„Der Aufsichtsansatz war nicht geeignet“
sp/dpa-afx Berlin
Die Arbeitsweise der Finanzaufsicht BaFin war nach Ansicht ihres obersten Bankenaufsehers Raimund Röseler nicht dafür geschaffen, den Wirecard-Betrug zu erkennen. „Der Aufsichtsansatz war nicht geeignet, um den Risiken zu entsprechen“, sagte Röseler, Exekutivdirektor Bankenaufsicht bei der BaFin, laut der Nachrichtenagentur dpa-afx am Freitag im Rahmen der Zeugenvernehmung vor dem parlamentarischen Untersuchungsausschuss zum milliardenschweren Bilanzbetrug bei dem Zahlungsdienstleister.
Man habe die konzerneigene Wirecard Bank wie andere nicht systemrelevante Kreditinstitute behandelt und dabei nicht gesehen, dass die Bank Teil eines „gigantischen Betrugskonstrukts“ gewesen sei, räumte Röseler ein. Es sei daher unumgänglich, „dass wir unseren Aufsichtsansatz neu gestalten“. Bereits am Donnerstag hatte Rainer Wexeler, ein langjähriges Vorstandsmitglied der Wirecard Bank, vor dem Ausschuss ausgesagt und die Einschätzung zurückgewiesen, die Bank sei am Bilanzbetrug bei der Konzernmutter beteiligt gewesen.

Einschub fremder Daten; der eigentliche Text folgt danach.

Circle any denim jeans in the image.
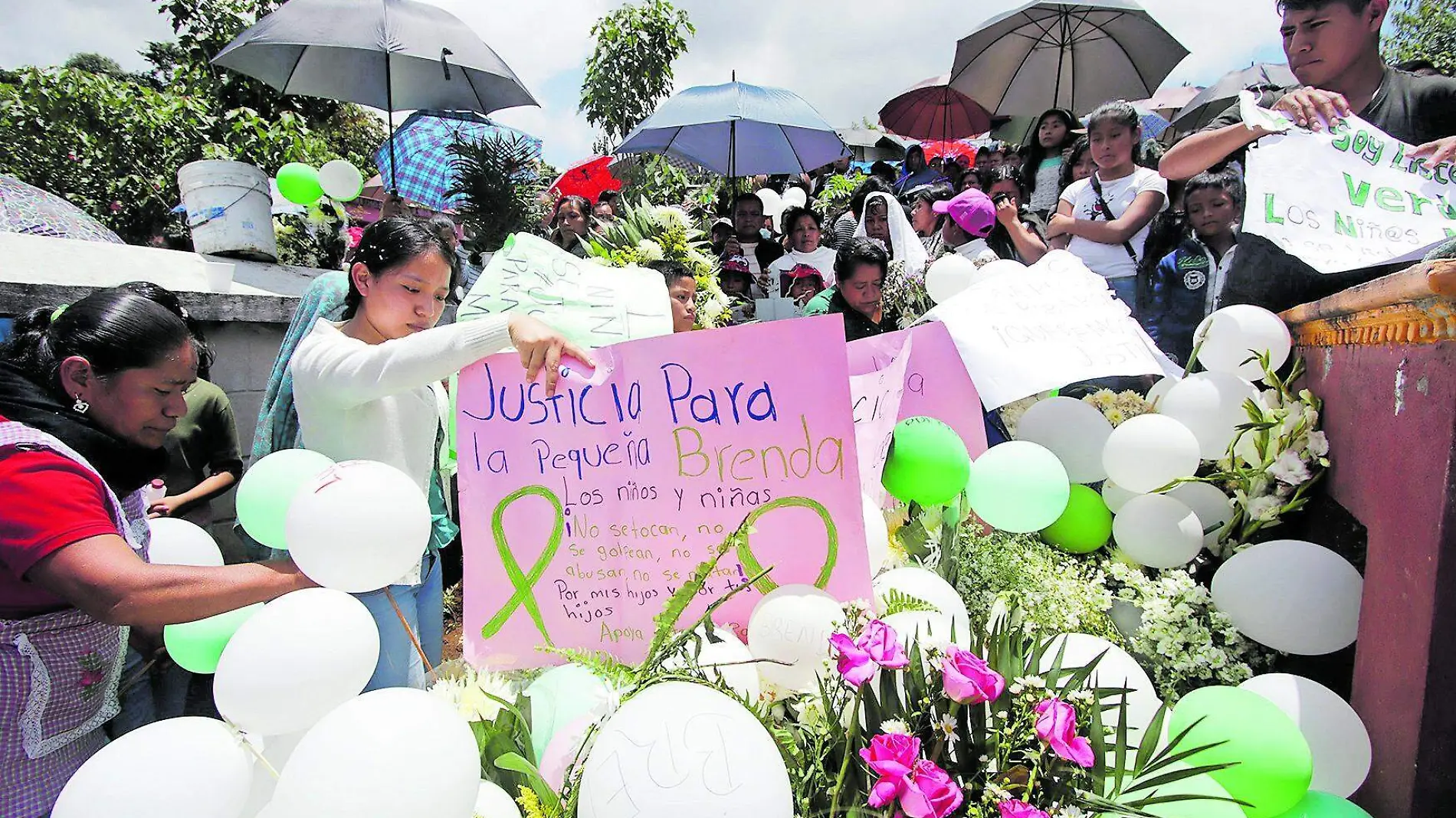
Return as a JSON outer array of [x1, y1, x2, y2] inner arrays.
[[354, 553, 444, 692], [107, 648, 192, 738]]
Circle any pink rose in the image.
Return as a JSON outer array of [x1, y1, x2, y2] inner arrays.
[[1037, 695, 1095, 767], [996, 800, 1051, 818], [854, 619, 910, 671], [940, 645, 1006, 705], [828, 633, 875, 687], [846, 728, 920, 810], [900, 760, 966, 818], [828, 619, 910, 687]]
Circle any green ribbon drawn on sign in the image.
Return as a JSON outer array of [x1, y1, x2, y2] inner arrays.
[[480, 486, 566, 646], [738, 496, 838, 594]]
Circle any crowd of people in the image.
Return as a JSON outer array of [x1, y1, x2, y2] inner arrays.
[[0, 0, 1456, 818]]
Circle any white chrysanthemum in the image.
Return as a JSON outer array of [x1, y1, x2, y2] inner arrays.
[[880, 719, 910, 735], [638, 239, 663, 262], [1267, 448, 1310, 486], [652, 205, 690, 230], [430, 669, 516, 722]]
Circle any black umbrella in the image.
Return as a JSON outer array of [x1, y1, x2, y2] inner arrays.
[[1173, 63, 1299, 134], [212, 0, 536, 189]]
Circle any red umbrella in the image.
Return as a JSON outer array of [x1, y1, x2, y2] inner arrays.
[[880, 76, 992, 139], [920, 139, 976, 168], [550, 155, 621, 202]]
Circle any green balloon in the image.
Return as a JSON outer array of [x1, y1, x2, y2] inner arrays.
[[880, 417, 971, 505], [162, 603, 264, 672], [234, 448, 333, 550], [1041, 486, 1113, 555], [278, 162, 323, 207], [1168, 687, 1315, 818], [1278, 790, 1370, 818], [966, 440, 1071, 534]]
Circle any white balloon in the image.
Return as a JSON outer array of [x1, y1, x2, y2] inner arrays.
[[579, 681, 794, 818], [243, 732, 303, 818], [212, 588, 379, 735], [663, 626, 760, 702], [1016, 396, 1113, 483], [881, 611, 971, 663], [1144, 378, 1182, 411], [971, 259, 1027, 284], [1102, 415, 1199, 493], [749, 585, 844, 692], [874, 566, 971, 636], [319, 159, 364, 202], [272, 687, 480, 818], [287, 460, 431, 594], [1239, 672, 1370, 797], [147, 517, 223, 568], [1168, 483, 1233, 548], [861, 495, 890, 577], [1113, 495, 1202, 568], [925, 254, 976, 304], [1212, 540, 1364, 656], [526, 663, 615, 758], [759, 188, 783, 227], [1192, 304, 1291, 381], [1158, 372, 1258, 460], [1040, 633, 1163, 732], [51, 716, 254, 818], [474, 779, 521, 818], [1102, 480, 1142, 514]]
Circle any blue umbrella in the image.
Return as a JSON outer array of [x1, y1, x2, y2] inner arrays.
[[613, 81, 849, 176], [374, 110, 542, 211]]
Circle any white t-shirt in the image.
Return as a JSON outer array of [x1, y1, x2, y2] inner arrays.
[[769, 247, 836, 296], [738, 241, 769, 299], [1061, 168, 1168, 278]]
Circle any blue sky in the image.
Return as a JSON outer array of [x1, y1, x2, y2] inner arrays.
[[0, 0, 1284, 166]]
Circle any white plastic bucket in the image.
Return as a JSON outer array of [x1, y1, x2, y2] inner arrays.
[[178, 159, 278, 262]]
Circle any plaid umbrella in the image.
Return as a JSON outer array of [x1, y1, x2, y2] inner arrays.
[[550, 155, 621, 202], [0, 176, 125, 244], [374, 110, 542, 212]]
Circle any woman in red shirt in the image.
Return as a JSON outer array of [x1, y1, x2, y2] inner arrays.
[[0, 290, 313, 818]]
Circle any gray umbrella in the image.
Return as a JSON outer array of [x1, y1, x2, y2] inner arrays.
[[212, 0, 536, 185], [951, 0, 1188, 116], [1173, 63, 1299, 133]]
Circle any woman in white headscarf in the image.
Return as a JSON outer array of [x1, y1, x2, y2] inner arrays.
[[854, 194, 927, 276]]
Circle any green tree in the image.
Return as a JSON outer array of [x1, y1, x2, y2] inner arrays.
[[1385, 0, 1456, 76], [66, 51, 126, 77], [0, 0, 387, 243], [579, 0, 697, 153]]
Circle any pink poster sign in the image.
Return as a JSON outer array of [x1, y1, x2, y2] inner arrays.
[[849, 322, 985, 457], [456, 316, 871, 669]]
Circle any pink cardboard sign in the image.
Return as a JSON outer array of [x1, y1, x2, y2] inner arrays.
[[849, 322, 985, 457], [849, 329, 911, 505], [456, 316, 871, 669]]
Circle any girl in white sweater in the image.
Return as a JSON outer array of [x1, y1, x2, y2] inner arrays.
[[290, 218, 591, 690]]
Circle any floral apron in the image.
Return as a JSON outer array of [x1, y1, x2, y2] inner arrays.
[[0, 422, 150, 818]]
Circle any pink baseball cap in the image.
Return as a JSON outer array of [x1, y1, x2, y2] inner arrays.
[[930, 188, 996, 239]]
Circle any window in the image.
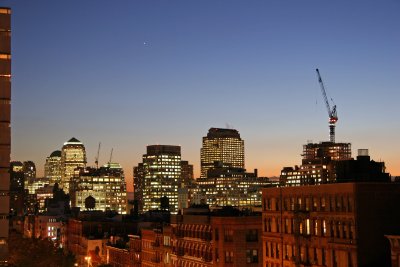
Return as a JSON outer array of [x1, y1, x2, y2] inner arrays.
[[313, 197, 318, 211], [246, 229, 258, 242], [321, 248, 326, 265], [225, 250, 233, 263], [348, 197, 353, 212], [314, 220, 318, 236], [284, 218, 289, 234], [336, 196, 342, 211], [321, 197, 326, 211], [306, 197, 311, 211], [224, 229, 233, 242], [246, 249, 258, 263]]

Die BaFin war für die Aufsicht über die Wirecard Bank zuständig, hatte sich für die Überwachung des Gesamtkonzerns aber nicht verantwortlich gesehen. Dies war zwischen verschiedenen Behörden umstritten. Für die Überwachung solcher komplexen Unternehmen strebt Finanzminister Olaf Scholz (SPD) deshalb eine Reform an. Die BaFin soll künftig explizit für komplexe Firmenkonstrukte zuständig sein. Außerdem soll die Aufsichtsstruktur der Behörde effizienter werden.
Röseler betonte, dass es nach Einschätzung der BaFin trotz negativer Presseberichte über die Wirecard AG keinen Anlass für eine stärkere Überwachung der Wirecard Bank gegeben habe. Den Artikeln habe eine erfolgreiche Bank mit einem „beachtlichen Kundenkreis“ gegenübergestanden. Außerdem seien die Berichte der Wirtschaftsprüfer EY „einwandfrei“ gewesen. „Wir wissen bis heute nach wie vor nicht, was genau wirklich passiert ist“, sagte Röseler.
Die Nachrichtenagentur Bloomberg berichtete am Freitag unter Berufung auf Unterlagen des Untersuchungsausschusses und einen Prüfbericht der Handelsüberwachungsstelle (HÜSt) der Deutschen Börse, dass die BaFin 2019 wegen einer vermeintlichen Koalition aus Journalisten und Shortsellern gegen die Wirecard AG gegen Leerverkäufer vorging, obwohl die Handelsüberwachung keine Belege für Insiderhandel oder Marktmanipulation gefunden hatte.
Die Überwachungsstelle hätte nach kritischen Berichten über Wirecard in der „Financial Times“ im Februar 2019 eine Untersuchung einschlägiger Transaktionen auf den Plattformen Xetra Classic, Xetra Frankfurt und Eurex eingeleitet. Dabei nahmen die Marktwächter laut Bloomberg auch den Handel mit Optionsscheinen und Derivaten unter die Lupe, die besonders anfällig für Insiderhandel sind. In allen Bereichen kam die HÜSt zu dem Ergebnis, dass keine Transaktionen erkennbar waren, die vom üblichen Handel abwichen, heiß es weiter.
Mehr Daten als die HÜSt
Den Bericht habe die HÜSt der BaFin zur Verfügung gestellt, schreibt Bloomberg. Dennoch erstattete die Behörde zwei Monate später Strafanzeige wegen Marktmanipulation gegen unbekannte Leerverkäufer und Journalisten. Eine BaFin-Sprecherin erklärte laut Bloomberg auf Anfrage, dass die Aufsichtsbehörde auch auf andere Informationen zugreifen kann als die HÜSt. Die Sprecherin verwies demnach auf Daten zu Nettoleerverkaufspositionen sowie auf Verdachtsmeldungen ausländischer Handelsplätze.